Pourquoi celle-là et pas une autre ? Seulement car c’était un nouvel établissement, je rentrais donc en terre inconnue. C’est bizarre, ces petits trucs insignifiants qui me sont en resté en mémoire, le sac et les vêtements que je portais, le temps qu’il faisait… Et effectivement, il faisait beau, ce 4 septembre. Je voyais seulement pour la deuxième fois ce lycée que j’allais devoir fréquenter pendant deux années, et j’étais, comme à mon habitude, un peu trop en avance : J’en profite pour regarder les élèves. J’observe ces lycéens, ils sont comme moi, mais ils me semblent différents. Ils rient, ils crient, et moi je suis seule dans mon esprit. Je me fais l’histoire d’une classe merveilleuse, d’une année inoubliable, j’idéalise tout ce qui m’attend, pour dépasser ma peur de l’inconnu. Est arrivé enfin l’habituelle liste. En moins de deux, j’observe des dizaines d’élèves groupés devant ces quelques feuilles qui décident de toute une année de notre vie. J’entendais : «  Waiii, je suis dans la classe de Truc » - «  Merde, j’ai Mr Machin en prof principal ». Je décide alors de m’y aventurer. Après une longue brasse dans une mer d’élève, j’arrive enfin devant le panneau. Je n’ai aucun espoir, aucune attente. Je suis la « nouvelle ». Je lis les noms de mes camarades, la salle, mais à mon grand désespoir, je vois que je suis la seule nouvelle de la classe. Vient ensuite la traditionnelle heure avec le professeur principal. J’observe de nouveau ces élèves, ceux qui vont m’accompagner pendant un an, ou peut-être plus.  « Et si j’allais les voir ? ». Pourtant, je ne suis pas de nature timide, mais je n’ai pas osé à dire ses simples mots : « Salut, je suis nouvelle, tu t’appelle… ? » Non. J’ai passé la rentrée à observer, à essayer de deviner le caractère de chacun, grâce à leur voix, leur vêtement, leur style. Enfin, c’est l’habituelle danse de rentrée : bouquins, listes, formulaires,… mais aussi photo de classe. Sourire crispé. Où je suis ? Qui êtes vous ? Je n’ai plus qu’à me dire : j’y suis, je dois m’y faire. Je ne suis plus avec ceux que j’aime, donc je dois aimer ceux avec qui je suis.

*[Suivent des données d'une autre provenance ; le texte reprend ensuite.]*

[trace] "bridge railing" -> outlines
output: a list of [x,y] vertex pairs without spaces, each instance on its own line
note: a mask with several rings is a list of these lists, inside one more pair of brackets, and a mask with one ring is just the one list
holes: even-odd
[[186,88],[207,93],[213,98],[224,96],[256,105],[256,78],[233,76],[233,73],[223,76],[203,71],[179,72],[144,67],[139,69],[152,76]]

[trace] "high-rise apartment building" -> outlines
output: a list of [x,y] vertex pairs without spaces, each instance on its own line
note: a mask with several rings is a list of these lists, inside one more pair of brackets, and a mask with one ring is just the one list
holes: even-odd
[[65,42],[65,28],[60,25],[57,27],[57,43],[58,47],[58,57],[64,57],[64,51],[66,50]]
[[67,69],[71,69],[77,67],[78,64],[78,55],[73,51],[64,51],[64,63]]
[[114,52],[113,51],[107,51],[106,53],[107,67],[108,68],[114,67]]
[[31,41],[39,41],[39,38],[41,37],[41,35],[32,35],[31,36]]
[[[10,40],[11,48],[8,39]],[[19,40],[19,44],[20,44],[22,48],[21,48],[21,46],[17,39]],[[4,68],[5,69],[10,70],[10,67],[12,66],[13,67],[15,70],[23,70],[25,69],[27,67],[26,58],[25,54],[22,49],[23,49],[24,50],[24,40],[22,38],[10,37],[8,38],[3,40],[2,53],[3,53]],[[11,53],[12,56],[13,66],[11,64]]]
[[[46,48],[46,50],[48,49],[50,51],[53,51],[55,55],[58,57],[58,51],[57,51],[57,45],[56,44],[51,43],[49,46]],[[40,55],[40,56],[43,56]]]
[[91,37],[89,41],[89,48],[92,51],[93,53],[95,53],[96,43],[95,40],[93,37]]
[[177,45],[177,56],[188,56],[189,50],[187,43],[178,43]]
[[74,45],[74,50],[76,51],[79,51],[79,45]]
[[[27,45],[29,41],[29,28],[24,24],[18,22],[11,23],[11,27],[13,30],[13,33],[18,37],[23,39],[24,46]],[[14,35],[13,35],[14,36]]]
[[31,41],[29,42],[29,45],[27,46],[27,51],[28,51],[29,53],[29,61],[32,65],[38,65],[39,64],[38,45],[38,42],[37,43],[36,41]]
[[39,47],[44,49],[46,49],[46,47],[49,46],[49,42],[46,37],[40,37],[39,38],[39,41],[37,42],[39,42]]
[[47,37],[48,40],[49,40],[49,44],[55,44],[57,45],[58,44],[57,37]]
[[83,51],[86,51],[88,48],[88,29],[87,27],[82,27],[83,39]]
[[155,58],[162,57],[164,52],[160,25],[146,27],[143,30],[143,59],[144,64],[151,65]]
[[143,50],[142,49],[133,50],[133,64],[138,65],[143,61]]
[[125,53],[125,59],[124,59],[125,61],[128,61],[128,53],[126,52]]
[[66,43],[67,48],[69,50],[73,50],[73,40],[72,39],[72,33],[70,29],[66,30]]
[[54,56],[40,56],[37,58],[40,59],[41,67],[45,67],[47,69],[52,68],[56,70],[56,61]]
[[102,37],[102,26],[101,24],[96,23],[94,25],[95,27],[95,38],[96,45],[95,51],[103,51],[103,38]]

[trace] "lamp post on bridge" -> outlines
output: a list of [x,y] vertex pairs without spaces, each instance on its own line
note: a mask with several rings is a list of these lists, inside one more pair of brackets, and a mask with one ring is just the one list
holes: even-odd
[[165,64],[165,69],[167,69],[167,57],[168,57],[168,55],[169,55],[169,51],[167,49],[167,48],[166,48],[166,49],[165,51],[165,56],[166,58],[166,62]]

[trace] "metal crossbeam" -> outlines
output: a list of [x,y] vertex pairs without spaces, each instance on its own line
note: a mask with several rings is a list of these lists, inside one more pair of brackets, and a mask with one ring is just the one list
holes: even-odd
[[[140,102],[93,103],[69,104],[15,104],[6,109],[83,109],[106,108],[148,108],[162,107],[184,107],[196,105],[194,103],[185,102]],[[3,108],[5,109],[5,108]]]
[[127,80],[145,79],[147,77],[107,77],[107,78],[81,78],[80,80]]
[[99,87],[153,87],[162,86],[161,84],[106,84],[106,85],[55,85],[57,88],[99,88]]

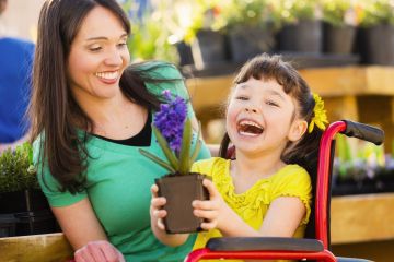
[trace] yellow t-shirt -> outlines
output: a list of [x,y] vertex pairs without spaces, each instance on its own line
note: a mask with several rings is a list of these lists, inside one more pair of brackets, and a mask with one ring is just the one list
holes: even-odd
[[[306,170],[299,165],[287,165],[268,178],[258,180],[247,191],[237,194],[230,176],[229,159],[212,157],[195,163],[192,171],[200,172],[212,178],[215,186],[235,213],[251,227],[259,229],[268,211],[269,204],[279,196],[298,196],[304,203],[306,213],[294,233],[294,237],[304,235],[305,226],[311,213],[311,178]],[[213,237],[221,237],[218,229],[198,234],[194,250],[204,248]]]

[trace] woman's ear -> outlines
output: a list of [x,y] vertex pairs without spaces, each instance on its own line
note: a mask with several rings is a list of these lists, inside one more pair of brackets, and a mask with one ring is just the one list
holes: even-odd
[[294,120],[289,130],[289,140],[296,142],[306,132],[308,122],[305,120]]

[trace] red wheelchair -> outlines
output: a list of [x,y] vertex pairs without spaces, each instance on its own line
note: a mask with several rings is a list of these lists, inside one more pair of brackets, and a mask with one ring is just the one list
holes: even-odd
[[306,229],[305,238],[302,239],[279,237],[212,238],[205,248],[189,253],[185,261],[195,262],[202,259],[369,261],[339,258],[329,251],[331,176],[335,151],[334,136],[337,133],[369,141],[376,145],[382,144],[384,140],[383,130],[348,120],[333,122],[324,131],[320,142],[314,213],[311,214],[309,225],[312,227],[312,235],[308,234]]

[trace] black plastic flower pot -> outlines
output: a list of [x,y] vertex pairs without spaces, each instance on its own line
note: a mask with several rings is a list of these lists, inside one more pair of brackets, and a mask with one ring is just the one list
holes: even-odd
[[361,28],[358,36],[358,49],[363,63],[393,66],[394,26],[380,24]]
[[351,25],[333,26],[324,24],[324,51],[350,55],[356,39],[356,27]]
[[0,214],[40,210],[49,210],[49,204],[39,189],[0,193]]
[[207,178],[201,174],[167,175],[155,179],[159,187],[159,195],[166,198],[164,210],[167,212],[164,218],[166,233],[195,233],[201,230],[202,218],[193,214],[192,202],[194,200],[208,200],[208,190],[202,186]]
[[274,51],[276,45],[273,28],[258,26],[236,26],[229,32],[231,58],[235,62],[244,62],[262,52]]
[[279,32],[279,49],[321,53],[323,49],[323,26],[320,20],[301,20],[283,26]]

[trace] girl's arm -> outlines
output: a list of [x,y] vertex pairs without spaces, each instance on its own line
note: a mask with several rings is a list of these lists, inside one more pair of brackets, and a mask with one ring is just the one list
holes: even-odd
[[154,236],[164,245],[177,247],[186,242],[189,234],[166,234],[163,218],[166,216],[166,211],[162,210],[165,204],[165,198],[158,196],[159,188],[157,184],[151,187],[152,200],[150,207],[151,228]]
[[280,196],[270,204],[262,227],[256,230],[227,205],[210,180],[205,179],[204,186],[210,200],[195,201],[194,214],[208,219],[201,224],[204,229],[218,228],[225,237],[292,237],[306,212],[299,198]]
[[125,261],[123,254],[107,240],[88,198],[51,210],[76,250],[76,262]]

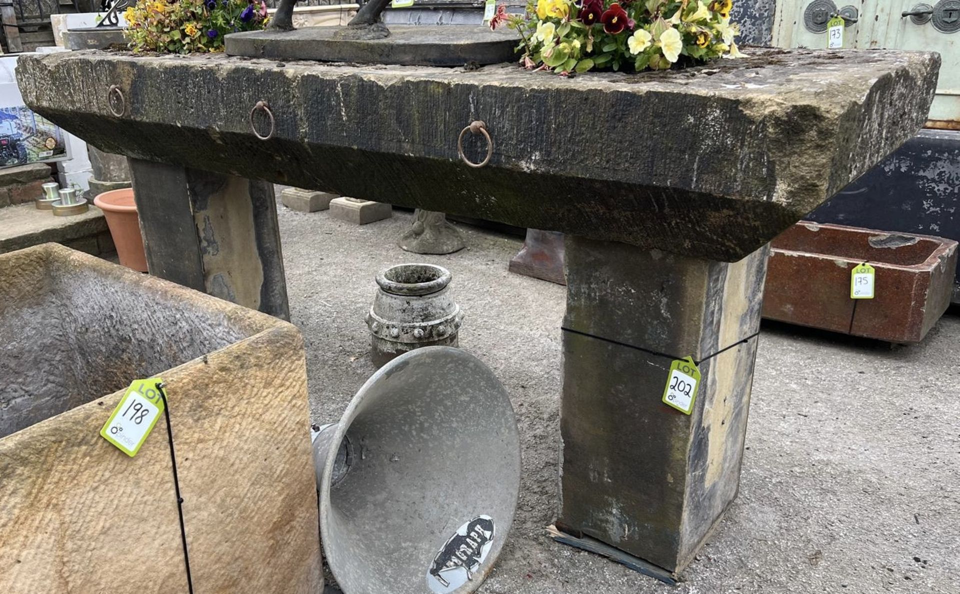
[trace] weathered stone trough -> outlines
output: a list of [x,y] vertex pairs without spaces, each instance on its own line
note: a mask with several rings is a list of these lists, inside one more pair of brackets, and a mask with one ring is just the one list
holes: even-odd
[[[154,375],[182,533],[164,419],[134,458],[99,435]],[[322,589],[289,323],[45,244],[0,255],[0,592]]]
[[[947,311],[957,242],[798,223],[771,243],[763,317],[891,343],[919,343]],[[852,299],[852,269],[876,271],[873,299]]]

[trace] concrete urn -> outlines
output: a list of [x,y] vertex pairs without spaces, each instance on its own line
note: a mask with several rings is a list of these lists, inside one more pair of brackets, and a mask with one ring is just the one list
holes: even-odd
[[450,294],[450,278],[449,271],[434,264],[399,264],[376,275],[379,288],[367,325],[377,367],[421,346],[458,345],[463,314]]

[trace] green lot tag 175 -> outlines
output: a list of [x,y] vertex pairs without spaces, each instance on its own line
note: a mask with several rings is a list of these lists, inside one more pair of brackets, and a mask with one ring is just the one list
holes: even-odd
[[853,269],[850,274],[850,298],[852,299],[872,299],[876,293],[874,281],[876,279],[876,271],[869,264],[861,264]]
[[663,389],[663,403],[684,415],[693,412],[693,401],[700,386],[700,369],[692,357],[677,359],[670,365],[670,376]]
[[158,377],[139,379],[127,389],[100,435],[131,458],[136,456],[163,413]]

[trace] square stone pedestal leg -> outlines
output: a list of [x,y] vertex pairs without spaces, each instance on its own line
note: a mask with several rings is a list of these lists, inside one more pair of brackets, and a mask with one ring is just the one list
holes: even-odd
[[[693,558],[739,485],[768,252],[727,264],[567,235],[563,532],[666,579]],[[662,402],[687,356],[689,416]]]
[[130,159],[150,273],[290,319],[274,184]]
[[300,188],[285,188],[280,192],[280,202],[291,210],[299,212],[317,212],[330,207],[330,201],[337,198],[336,194],[302,190]]
[[330,201],[330,216],[354,225],[367,225],[394,216],[394,207],[358,198],[335,198]]

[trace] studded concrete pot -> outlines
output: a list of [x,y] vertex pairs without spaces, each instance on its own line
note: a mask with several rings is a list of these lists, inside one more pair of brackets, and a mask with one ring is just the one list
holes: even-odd
[[450,277],[433,264],[400,264],[376,275],[379,290],[367,325],[377,367],[421,346],[457,346],[463,315],[450,295]]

Une première semaine terrible. Je ne pouvais pas oublier que j’étais nouvelle, non. A chaque cours, j’avais le droit de la part des professeurs : «  Qui est nouveau dans le lycée ? ». Je levais donc timidement le bras, en espérant que personne ne me verrait. Pourtant, j’ai eu droit à 32 regards sur moi, des murmures peut-être. Prof : «  Et tu étais où avant ? » Non, pas cette question, s’il vous plaît. Moi : « Lycée Machin truc à Versailles. » Ça y est, je l’avais dit, Versailles. Non je n’habitais pas là bas, je n’avais pas un château,  ni des domestiques. Je ne suis pas milliardaire, je n’ai pas des portraits de Louis XIV dans ma chambre, je suis comme vous ! Un seul mot, et pas mal se sont fait une fausse image de moi. « Et tu t’appelles ? ». « Adèle ». «  Plus foooort !! ». On peut bien me dire que tout le monde à été nouveau un jour, mais pas les profs apparemment qui ne m’ont pas laisser me fondre dans la masse pendant mes premières semaines.
Une première semaine difficile donc, des récrées un peu trop seule, à essayer désespérément de passer des coups de fil aux copines, pour ne pas rester à regarder mes doigts pendant ces longues 20 minutes. C’est pendant ces moments où je me disais, au moins, si je fumais, j’aurai quelque chose à faire toute seule, sans passer pour une paumée, plus communément appelés nouvelle.
Si tout cela ne suffisait pas,  je la voyais partout. D’jé. Des filles brunes, manteau kaki. Des fausses joies de la retrouver. Suivait alors des sms de désespoir. Je me disais que je n’allais pas y arriver, c’était bien trop dur. Je ne pouvais pas rester comme ça. Je m’en veux de ne pas être aller vers les autres, mais j’en veux aux autres de ne pas être venu vers moi, trop occuper à retrouver leur amis, à raconter les souvenirs de vacances. Maintenant, je suis bien mieux entourée, je ne passe plus mes récrées seule, mais elles me manquent toujours autant, et je me sens encore un peu « étrangère ». On se souvient toujours des premières fois, paraît-il. Dans tout les cas, je me souviendrai toujours de cette rentrée. On se souvient toujours des premières fois et moi il m’en reste encore plein à vivre. 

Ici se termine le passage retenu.